Abstract

Hearing loss as one of the most common disabilities approximately over 5% of the world's population – 360 million people – has disabling hearing loss (328 million adults and 32 million children). Recent developments in stem cell technology provide new opportunities for the treatment of deafness. miRNAs are essential factors of an extensively conserved posttranscriptional process controlling gene expression at mRNA level. Various biological processes such as growth and differentiation are regulated by miRNAs. In this review paper we have discussed about the application of miR-183 family and mesenchymal stem cells as a possibility for restoring hearing loss. In this regards, the web of Science and PubMed databases were searched using the Endnote software for the publications about the application of miR-183 family and mesenchymal stem cells (MSCs) to study hearing loss published from 2000 to 2016. The miR-183 family (miR-183, miR-96, and miR-182) is expressed abundantly in sensory cells in inner ear. miR-183 family is significant for the development and persistence of auditory neurons and hair cell.
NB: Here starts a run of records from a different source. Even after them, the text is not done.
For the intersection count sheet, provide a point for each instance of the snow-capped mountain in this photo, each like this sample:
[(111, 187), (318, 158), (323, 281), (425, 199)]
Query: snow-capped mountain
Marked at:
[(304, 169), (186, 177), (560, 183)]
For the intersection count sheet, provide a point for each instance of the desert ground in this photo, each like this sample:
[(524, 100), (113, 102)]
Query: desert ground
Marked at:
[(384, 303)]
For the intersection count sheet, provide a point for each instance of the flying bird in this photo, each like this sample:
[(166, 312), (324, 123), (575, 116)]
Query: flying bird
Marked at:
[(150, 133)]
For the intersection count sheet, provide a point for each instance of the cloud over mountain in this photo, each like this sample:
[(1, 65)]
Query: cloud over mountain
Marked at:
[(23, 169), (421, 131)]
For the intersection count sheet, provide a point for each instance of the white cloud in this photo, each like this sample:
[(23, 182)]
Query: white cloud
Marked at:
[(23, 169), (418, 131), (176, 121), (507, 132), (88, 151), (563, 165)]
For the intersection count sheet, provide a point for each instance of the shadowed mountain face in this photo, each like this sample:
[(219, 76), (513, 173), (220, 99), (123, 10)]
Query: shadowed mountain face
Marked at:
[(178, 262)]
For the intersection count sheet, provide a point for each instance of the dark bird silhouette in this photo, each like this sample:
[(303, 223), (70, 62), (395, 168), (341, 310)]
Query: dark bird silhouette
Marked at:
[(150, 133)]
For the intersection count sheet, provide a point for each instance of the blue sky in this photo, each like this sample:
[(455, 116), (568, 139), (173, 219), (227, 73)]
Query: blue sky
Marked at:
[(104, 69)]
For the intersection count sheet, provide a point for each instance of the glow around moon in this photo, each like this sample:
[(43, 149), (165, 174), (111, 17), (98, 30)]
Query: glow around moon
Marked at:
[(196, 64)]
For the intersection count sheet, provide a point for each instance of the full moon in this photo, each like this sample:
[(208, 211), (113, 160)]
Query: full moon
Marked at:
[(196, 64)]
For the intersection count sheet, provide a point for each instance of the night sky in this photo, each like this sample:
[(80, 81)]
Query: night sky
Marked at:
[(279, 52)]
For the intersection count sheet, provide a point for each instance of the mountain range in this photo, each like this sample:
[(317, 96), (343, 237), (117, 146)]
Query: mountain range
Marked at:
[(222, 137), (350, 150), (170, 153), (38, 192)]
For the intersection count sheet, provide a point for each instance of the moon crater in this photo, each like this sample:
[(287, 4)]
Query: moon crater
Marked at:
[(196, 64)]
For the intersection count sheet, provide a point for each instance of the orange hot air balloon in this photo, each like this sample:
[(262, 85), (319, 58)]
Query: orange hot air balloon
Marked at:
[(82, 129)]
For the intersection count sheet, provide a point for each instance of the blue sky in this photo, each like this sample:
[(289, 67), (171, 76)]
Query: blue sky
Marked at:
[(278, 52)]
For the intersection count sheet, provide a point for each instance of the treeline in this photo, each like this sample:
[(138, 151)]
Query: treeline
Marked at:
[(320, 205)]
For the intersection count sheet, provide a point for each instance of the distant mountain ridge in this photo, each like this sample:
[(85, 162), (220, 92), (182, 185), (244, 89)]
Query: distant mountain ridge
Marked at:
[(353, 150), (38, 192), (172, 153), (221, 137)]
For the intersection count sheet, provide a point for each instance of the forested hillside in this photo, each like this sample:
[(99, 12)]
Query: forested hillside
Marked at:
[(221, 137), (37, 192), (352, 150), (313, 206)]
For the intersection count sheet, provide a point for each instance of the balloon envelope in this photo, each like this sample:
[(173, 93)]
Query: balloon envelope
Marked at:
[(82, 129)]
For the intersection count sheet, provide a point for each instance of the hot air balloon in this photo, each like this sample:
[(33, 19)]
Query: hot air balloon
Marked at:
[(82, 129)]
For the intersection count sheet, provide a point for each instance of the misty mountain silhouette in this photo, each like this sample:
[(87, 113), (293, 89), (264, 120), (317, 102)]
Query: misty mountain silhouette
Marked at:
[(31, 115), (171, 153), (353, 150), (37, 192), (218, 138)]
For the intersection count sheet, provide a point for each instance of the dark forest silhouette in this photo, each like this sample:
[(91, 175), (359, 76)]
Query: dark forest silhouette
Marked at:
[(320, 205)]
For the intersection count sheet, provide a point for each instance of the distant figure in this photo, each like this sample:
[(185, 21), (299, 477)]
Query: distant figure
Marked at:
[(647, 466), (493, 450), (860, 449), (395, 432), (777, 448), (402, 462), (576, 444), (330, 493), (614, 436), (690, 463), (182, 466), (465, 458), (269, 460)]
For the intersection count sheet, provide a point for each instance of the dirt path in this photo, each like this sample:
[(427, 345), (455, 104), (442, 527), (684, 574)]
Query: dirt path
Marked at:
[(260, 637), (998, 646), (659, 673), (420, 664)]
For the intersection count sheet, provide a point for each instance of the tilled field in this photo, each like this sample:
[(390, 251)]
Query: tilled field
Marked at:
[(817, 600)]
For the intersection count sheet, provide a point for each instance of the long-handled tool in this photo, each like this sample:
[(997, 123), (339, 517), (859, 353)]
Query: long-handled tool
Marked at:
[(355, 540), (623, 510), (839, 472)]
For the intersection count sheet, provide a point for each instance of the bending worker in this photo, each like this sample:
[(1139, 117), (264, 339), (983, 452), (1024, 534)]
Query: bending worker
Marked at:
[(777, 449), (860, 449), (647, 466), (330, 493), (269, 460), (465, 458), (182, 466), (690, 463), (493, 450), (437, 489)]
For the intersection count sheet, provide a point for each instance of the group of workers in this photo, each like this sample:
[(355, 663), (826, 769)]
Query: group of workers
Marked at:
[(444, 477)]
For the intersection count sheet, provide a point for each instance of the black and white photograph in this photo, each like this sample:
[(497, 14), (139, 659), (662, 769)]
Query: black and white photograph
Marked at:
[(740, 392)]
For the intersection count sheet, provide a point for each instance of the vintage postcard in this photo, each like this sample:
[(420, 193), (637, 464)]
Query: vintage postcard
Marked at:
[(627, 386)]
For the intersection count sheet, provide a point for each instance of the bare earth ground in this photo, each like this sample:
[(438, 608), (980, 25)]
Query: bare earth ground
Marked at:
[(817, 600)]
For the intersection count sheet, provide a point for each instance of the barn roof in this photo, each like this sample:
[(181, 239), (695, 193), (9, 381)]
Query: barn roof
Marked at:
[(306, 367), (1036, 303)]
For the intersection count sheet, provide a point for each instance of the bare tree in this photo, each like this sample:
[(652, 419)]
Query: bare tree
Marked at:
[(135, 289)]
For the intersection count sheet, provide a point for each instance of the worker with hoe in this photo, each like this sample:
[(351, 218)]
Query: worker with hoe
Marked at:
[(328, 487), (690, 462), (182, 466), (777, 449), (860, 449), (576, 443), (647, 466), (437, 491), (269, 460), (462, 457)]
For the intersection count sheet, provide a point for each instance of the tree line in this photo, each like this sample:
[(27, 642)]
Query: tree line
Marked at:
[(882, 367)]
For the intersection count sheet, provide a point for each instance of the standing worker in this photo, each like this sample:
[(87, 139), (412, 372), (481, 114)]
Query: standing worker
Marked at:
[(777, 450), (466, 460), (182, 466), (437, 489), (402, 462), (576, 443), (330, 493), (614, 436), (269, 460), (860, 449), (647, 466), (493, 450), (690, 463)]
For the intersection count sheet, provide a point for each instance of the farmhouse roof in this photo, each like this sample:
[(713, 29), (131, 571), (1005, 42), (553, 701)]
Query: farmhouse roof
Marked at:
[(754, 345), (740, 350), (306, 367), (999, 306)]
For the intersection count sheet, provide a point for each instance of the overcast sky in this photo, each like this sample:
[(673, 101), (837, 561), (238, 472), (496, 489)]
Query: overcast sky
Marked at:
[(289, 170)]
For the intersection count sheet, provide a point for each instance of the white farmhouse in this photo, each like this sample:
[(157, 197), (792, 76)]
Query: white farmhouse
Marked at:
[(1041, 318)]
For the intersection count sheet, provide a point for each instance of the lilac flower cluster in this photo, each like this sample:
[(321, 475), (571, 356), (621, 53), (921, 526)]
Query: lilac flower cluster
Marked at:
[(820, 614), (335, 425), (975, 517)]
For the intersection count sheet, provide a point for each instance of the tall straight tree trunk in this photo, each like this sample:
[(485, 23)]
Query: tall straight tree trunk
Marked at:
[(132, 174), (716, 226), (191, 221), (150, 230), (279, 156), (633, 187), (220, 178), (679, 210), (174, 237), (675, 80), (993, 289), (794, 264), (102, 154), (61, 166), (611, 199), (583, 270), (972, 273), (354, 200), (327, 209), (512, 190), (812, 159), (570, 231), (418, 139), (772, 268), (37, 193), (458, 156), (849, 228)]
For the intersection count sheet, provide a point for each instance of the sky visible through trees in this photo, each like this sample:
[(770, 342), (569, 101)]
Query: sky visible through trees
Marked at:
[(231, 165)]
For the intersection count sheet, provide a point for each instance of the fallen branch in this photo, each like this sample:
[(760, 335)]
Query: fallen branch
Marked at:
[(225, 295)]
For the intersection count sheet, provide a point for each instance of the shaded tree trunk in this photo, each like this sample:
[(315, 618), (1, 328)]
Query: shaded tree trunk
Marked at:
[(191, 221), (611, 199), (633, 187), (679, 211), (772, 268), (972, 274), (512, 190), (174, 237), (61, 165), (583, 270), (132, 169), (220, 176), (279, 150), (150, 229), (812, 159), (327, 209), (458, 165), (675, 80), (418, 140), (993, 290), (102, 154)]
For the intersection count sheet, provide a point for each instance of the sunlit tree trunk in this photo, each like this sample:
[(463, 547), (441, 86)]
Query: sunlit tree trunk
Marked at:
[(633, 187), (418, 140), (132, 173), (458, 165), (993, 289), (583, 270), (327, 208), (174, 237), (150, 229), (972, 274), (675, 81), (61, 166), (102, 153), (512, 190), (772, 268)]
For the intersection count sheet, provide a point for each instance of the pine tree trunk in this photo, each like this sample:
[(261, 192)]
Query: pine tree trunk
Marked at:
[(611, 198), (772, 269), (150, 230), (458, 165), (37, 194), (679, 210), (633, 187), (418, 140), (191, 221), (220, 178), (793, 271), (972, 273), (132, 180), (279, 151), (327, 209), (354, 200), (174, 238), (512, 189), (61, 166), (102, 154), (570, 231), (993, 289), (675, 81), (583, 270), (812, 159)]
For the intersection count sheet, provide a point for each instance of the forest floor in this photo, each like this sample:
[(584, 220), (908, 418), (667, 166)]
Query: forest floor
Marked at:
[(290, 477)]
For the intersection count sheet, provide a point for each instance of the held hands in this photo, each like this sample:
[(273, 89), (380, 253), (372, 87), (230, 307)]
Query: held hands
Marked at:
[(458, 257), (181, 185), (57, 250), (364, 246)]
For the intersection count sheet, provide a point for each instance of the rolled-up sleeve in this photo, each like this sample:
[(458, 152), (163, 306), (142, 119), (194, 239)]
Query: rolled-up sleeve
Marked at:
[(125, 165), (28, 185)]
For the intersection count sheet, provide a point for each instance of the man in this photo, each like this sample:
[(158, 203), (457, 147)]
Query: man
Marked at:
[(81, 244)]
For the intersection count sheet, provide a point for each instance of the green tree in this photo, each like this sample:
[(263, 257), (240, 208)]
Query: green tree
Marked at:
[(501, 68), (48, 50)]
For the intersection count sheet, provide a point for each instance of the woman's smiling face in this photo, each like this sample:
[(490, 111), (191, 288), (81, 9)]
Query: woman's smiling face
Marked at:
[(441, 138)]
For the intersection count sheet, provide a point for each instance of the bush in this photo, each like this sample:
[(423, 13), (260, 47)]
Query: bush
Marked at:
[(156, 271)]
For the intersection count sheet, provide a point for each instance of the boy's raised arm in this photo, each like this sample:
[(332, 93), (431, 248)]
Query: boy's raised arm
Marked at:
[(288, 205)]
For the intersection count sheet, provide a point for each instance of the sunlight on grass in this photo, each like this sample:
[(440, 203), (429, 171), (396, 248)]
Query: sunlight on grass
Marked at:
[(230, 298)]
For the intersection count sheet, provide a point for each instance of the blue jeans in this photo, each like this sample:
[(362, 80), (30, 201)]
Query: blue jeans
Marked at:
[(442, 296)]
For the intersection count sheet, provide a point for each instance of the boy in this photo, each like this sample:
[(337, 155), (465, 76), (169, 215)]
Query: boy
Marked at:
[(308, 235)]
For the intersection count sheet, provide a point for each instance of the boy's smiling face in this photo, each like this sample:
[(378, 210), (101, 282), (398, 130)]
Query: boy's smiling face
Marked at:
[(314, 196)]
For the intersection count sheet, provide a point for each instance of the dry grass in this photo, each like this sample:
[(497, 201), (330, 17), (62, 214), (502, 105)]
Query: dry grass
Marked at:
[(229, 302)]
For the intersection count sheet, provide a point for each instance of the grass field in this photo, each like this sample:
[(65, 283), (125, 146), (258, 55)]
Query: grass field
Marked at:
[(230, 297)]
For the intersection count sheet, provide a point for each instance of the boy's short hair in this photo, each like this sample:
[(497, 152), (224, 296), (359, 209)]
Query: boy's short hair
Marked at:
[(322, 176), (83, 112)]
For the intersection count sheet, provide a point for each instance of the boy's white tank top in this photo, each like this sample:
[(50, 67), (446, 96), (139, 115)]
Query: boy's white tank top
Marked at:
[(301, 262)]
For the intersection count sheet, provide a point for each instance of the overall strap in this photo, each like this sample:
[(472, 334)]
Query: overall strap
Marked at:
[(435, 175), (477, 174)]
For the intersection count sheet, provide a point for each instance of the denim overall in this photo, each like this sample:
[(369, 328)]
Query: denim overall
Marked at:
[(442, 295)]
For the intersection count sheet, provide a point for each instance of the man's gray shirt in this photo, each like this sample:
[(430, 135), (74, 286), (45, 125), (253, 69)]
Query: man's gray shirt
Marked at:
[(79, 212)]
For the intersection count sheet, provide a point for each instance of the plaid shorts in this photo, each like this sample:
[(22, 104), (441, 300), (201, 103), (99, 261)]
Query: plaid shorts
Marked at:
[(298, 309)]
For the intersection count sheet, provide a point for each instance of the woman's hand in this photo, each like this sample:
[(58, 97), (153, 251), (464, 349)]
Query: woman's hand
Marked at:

These four genes, i.e. Sox2, Notch1, Jag1, and Hes1, are potentially the targets of miR-183 family. In studies on animal models such as mouse and zebrafish, the time of Atoh1 expression in the hair cells was found to be the E12/5-E14/5 day, and miR-183 family was reported to begin to express on the E14/5 day. Use of human MSCs in differentiating into hair cells has been investigated, demonstrating that MSCs have neuroregenerative capacity. Cell therapy-targeting regeneration of the auditory neurons and hair cell may therefore be a powerful strategy to cure hearing loss that cannot be reversed by current therapies. A combination of the MSCs, specific growth factors and miR-183 cluster (96-182-183) can increase the potential to differentiate into the auditory neurons and hair cell.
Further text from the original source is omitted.